Trans-tibial prosthesization in large area of residual limb wound: Is it possible? A case report

Trans-tibial amputation is a common sequela of vascular complications caused by diabetes mellitus [1]. Using prosthesis is the only way for patients with lower-limb amputation to regain the ability to walk and acquire independence in activities of daily living (ADLs). According to Van Velzen [2], prior to fitting a prosthesis the residual limb has to meet certain criteria: the surgical wound must be healed; the oedema must be resolved; the residual limb should be conically shaped and mature.
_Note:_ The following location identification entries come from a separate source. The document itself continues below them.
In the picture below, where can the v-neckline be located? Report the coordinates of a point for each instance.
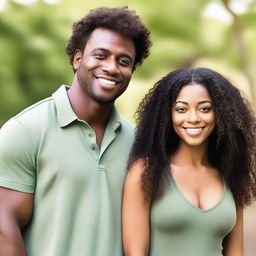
(191, 204)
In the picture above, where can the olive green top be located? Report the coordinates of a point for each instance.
(78, 186)
(178, 228)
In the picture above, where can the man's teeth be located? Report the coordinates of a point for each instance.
(193, 130)
(106, 81)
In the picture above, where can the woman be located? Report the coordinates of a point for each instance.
(191, 168)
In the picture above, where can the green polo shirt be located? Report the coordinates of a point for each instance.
(77, 186)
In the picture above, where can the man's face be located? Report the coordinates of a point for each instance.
(105, 67)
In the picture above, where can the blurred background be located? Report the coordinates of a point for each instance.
(219, 34)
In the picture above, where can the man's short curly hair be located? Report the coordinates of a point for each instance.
(121, 20)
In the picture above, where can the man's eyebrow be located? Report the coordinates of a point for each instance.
(200, 102)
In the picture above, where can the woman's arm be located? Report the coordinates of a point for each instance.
(135, 215)
(233, 244)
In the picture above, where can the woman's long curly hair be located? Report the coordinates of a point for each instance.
(231, 146)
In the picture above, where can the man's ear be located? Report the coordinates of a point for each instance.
(77, 59)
General measures, suggested for dysvascular patients with wound healing problems, include complete bed rest, optimization of diabetes control and adequate diet [3]. Many lower limb amputations do not heal in a primary fashion; therefore, it is not uncommon for patients referred to prosthetic rehabilitation to have small areas requiring secondary healing and a period of minor wound care [4]. Good residual limb health is one of the major determinants of mobility. Efforts must be made to minimize residual limb complications [5,6] and to avoid delayed prosthesis fitting, which is the main cause of increased rehabilitation costs after amputation [7]. Vacuum-assisted closure (VAC) for chronic and non-healing wounds is a well-known method of treatment today [8,9]. Armstrong and Lavery [10] reported that VAC could reduce the re-amputation risk in patients affected by recurrent skin lesions. However, some complications associated with VAC therapy include pain, skin irritation, tissue necrosis, bleeding, pressure from tubing, and infection [11]. We report the case of a patient with a trans-tibial amputation who, in spite of an open residual limb wound, was fitted with a vacuum-assisted socket system (VASS). Note that VASS is not a VAC device; in fact, with this system no foam or sponges are applied over the wound. VASS of Otto Bock HealthCare GmbH, Duderstadt, Germany was used to fit our patient. This device is able to provide the following: enhanced negative pressure during the swing phase through a one-way check valve with a vacuum pump, that draws fluid into the residual limb; reduce the positive pressure on the residual limb during the stance phase, so that less fluid is driven out of the limb [12,13].